A controversial pension fund for MEPs is causing new discussions. In Brussels, the Greens group in the European Parliament called on profiteers to waive their payment claims from the fund if possible. The background is the danger that the fund could become insolvent and that it would have to be topped up with taxpayers’ money.

According to a letter from the Secretary General of Parliament, Alessandro Chiocchetti, to the Bureau, around 310 million euros are missing. The letter is available from the German Press Agency.

What is meant is the so-called voluntary pension fund. Members of the European Parliament and Parliament paid into this until 2009 in order to receive an additional pension later.

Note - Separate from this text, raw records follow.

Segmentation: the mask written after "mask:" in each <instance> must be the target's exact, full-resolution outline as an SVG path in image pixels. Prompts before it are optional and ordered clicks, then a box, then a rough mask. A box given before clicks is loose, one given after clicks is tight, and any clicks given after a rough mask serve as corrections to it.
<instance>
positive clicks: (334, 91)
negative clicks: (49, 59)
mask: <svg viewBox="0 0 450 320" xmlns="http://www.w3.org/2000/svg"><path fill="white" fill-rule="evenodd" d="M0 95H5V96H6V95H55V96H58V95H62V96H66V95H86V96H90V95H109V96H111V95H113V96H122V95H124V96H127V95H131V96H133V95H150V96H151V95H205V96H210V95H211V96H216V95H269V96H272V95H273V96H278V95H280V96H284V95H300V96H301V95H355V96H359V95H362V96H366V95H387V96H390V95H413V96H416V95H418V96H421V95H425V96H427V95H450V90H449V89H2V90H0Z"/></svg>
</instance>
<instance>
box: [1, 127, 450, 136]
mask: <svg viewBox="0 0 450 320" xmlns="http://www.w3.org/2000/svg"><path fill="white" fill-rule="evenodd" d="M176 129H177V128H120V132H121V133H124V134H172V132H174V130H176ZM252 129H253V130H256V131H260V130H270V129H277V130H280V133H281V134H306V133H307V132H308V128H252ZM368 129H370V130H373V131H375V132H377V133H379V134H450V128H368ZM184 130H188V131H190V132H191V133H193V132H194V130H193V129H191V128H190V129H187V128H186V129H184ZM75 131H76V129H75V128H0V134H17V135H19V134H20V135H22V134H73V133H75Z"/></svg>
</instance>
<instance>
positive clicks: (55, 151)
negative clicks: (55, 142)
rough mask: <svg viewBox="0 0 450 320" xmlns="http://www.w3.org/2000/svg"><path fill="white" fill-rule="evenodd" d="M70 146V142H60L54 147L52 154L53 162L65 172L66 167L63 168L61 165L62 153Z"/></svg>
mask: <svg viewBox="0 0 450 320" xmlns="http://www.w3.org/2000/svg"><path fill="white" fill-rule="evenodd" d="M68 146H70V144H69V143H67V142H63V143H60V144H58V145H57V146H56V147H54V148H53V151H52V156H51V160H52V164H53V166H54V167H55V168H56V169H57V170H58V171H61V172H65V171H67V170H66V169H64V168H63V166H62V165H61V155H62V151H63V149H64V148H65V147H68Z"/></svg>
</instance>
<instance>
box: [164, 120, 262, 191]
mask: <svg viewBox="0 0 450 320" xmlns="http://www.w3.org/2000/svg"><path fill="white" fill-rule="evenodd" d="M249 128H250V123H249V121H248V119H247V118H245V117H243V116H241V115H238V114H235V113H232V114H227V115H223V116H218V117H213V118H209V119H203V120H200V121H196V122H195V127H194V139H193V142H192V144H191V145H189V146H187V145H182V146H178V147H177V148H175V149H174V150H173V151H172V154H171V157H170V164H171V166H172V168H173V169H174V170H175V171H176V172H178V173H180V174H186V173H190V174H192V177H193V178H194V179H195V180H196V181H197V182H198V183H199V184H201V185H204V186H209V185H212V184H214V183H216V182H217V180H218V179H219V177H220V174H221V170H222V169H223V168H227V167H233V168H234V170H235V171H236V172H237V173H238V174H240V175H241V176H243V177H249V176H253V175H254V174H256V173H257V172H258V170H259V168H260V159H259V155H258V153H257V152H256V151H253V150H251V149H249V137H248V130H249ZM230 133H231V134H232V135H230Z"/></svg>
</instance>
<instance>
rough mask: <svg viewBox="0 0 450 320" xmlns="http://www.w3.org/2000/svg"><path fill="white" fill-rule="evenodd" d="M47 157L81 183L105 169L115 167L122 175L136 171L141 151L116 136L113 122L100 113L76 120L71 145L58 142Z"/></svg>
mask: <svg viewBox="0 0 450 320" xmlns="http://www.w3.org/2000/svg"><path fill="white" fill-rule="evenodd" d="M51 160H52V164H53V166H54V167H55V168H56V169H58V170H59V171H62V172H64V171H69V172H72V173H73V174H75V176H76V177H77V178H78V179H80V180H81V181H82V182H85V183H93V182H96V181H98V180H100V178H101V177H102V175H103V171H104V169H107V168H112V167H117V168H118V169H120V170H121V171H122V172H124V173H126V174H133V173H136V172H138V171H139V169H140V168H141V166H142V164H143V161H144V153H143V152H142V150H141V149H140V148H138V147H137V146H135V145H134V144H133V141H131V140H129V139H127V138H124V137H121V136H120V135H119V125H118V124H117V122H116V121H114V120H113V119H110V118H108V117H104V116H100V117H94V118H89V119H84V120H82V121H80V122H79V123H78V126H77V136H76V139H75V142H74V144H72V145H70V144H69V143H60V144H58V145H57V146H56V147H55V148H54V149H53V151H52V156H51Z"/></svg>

Criticism of the fund has repeatedly been raised in recent years.

Green MP Daniel Freund said that those who already have other public pension entitlements should not receive any money from this fund. “No more tax euros should flow into these additional pensions for lords, EU commissioners and well-provided politicians.”

More than 900 former and current MEPs are eligible

According to the Greens, Parliament should now officially propose that “all former MPs who will receive an adequate pension from another source voluntarily renounce their payment entitlements from the voluntary pension fund”. On Wednesday, Freund submitted a corresponding amendment, which the German Press Agency has received, to a report by the Parliament’s Budget Control Committee. The report is expected to be voted on next week.

In fact, the fund is running out of money. At the end of last year, he still had investments worth 50 to 55 million euros, as Chiocchetti writes. In the long term, however, 363 million euros would be needed to cover the claims of the MPs. The fund could therefore already go bankrupt at the end of 2024.

According to a report by the “Tagesspiegel” in cooperation with the journalist team “Investigate Europe”, more than 900 former and current MEPs are entitled to the additional payments. Among them are the designated ambassador in Moscow, Alexander Graf Lambsdorff, Brexit champion Nigel Farage and the right-wing French politician Marine Le Pen. They initially left a query from the dpa unanswered.